Tuesday, October 14, 2008

motivation, or the lack of

Abraham Maslow was a renowned anthropologist, best known for his concepts of the Heirarchy of Human Needs.

Maslow's hierarchy of needsHuman needs are grouped into five categories with various priorities. The lower ones have to be satisfied before the higher needs can act as motivators. A hungry programmer can hardly be motivated to write good code.

One is always shifting between these levels, satisfying multiple needs simultaneously.

The need for self-actualization is notoriously insatiable. "Ultimately happy" is how Maslow described it, which in itself sounds dubious. One is always left wanting for more.
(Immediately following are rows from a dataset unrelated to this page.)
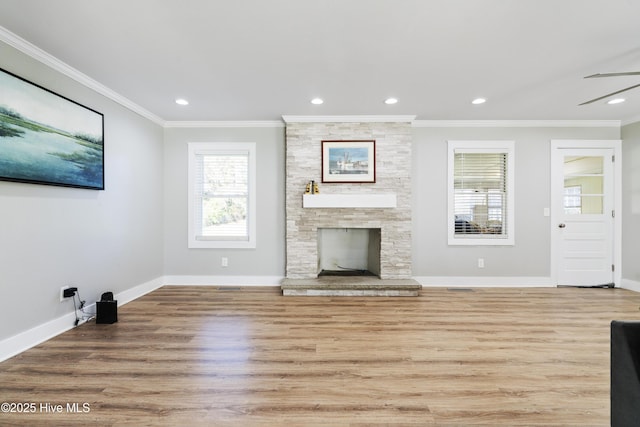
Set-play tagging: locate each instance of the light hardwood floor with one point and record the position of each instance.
(205, 356)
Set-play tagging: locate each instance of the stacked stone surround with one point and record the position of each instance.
(393, 175)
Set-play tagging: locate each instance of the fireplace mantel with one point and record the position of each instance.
(349, 201)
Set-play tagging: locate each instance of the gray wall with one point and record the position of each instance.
(529, 257)
(95, 240)
(631, 202)
(268, 258)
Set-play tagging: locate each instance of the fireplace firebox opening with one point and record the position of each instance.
(349, 251)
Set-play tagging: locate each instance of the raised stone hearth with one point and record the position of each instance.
(350, 286)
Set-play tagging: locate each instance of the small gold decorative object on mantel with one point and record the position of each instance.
(312, 188)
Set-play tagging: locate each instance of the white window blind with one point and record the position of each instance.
(480, 208)
(221, 195)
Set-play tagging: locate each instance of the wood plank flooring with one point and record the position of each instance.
(250, 357)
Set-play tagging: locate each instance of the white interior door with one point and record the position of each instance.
(583, 216)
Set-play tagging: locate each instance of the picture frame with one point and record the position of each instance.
(349, 161)
(46, 138)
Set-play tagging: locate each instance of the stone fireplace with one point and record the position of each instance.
(384, 205)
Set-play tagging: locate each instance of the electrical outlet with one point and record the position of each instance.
(62, 298)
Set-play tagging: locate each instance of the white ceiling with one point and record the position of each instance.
(261, 59)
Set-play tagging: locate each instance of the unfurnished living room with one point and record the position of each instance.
(320, 213)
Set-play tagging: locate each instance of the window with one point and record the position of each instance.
(481, 193)
(222, 195)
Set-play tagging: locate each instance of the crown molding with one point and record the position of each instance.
(348, 119)
(631, 120)
(514, 123)
(49, 60)
(225, 124)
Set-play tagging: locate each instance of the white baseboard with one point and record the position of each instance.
(138, 291)
(25, 340)
(223, 280)
(485, 282)
(632, 285)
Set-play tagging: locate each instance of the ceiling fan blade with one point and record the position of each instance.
(610, 94)
(629, 73)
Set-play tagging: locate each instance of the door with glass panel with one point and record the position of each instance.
(583, 216)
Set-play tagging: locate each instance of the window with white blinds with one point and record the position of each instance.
(481, 193)
(222, 195)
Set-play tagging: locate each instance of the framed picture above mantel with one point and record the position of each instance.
(46, 138)
(349, 161)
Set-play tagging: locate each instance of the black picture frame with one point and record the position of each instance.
(46, 138)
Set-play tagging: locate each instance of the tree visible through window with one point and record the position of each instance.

Peter Drucker, another renowned man and a management guru, disagreed with one tenet of this heirarchy. His argument was that as a want approaches fulfillment, its capacity to reward, to act as an incentive, diminshes greatly, while its capacity to deter and act as a disincentive increases.
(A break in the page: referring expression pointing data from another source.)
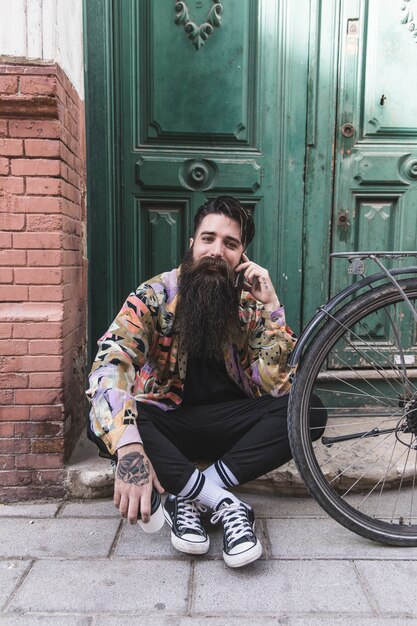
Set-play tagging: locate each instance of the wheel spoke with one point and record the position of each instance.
(362, 464)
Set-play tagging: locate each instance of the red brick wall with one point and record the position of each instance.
(42, 278)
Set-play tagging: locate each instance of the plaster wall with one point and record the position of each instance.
(44, 30)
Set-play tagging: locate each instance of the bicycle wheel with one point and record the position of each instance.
(362, 468)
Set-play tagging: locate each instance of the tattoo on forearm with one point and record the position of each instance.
(133, 469)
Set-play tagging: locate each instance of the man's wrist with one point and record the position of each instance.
(272, 306)
(129, 447)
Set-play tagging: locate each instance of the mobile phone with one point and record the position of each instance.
(240, 277)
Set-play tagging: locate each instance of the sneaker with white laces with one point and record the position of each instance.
(240, 545)
(187, 532)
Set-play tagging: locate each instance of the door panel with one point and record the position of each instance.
(376, 142)
(228, 118)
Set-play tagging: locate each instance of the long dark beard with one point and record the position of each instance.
(207, 315)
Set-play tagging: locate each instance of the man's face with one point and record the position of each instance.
(218, 236)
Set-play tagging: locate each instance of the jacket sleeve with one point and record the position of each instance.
(123, 350)
(270, 342)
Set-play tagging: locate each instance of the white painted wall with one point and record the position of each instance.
(44, 30)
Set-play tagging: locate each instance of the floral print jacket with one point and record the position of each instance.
(138, 358)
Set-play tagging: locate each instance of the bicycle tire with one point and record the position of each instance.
(326, 472)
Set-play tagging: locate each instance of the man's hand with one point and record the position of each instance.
(133, 483)
(258, 283)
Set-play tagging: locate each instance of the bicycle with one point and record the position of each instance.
(358, 354)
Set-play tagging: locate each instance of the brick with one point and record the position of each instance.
(12, 257)
(6, 396)
(48, 129)
(13, 293)
(14, 347)
(12, 184)
(12, 221)
(14, 446)
(35, 167)
(44, 258)
(12, 380)
(6, 276)
(46, 293)
(38, 429)
(5, 331)
(38, 461)
(7, 429)
(7, 462)
(47, 347)
(45, 223)
(70, 192)
(4, 166)
(11, 147)
(19, 413)
(50, 413)
(40, 381)
(30, 364)
(38, 396)
(5, 240)
(37, 204)
(38, 85)
(40, 330)
(43, 446)
(37, 241)
(71, 258)
(41, 147)
(38, 276)
(71, 242)
(15, 478)
(43, 186)
(8, 84)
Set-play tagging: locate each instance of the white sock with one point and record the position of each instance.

If you put the two points together - the one about self-actualization being a danger zone, and the diminishing returns from the lower needs - you will see how being only in the upper level of the hierarchy can be dangerous business. Here there is a high chance of ennui setting in, becoming blasé, and getting engulfed in a universal demotivation.

Being grounded in the lower levels is how one can stay focussed on the matter at hand, on real progress. Perhaps this is what Steve Jobs meant when he said "Stay hungry, stay foolish".

1 comment:

Pallavi Nopany said...

Very interesting read. And i love the diagram. Makes one wonder which layer you;re in right now.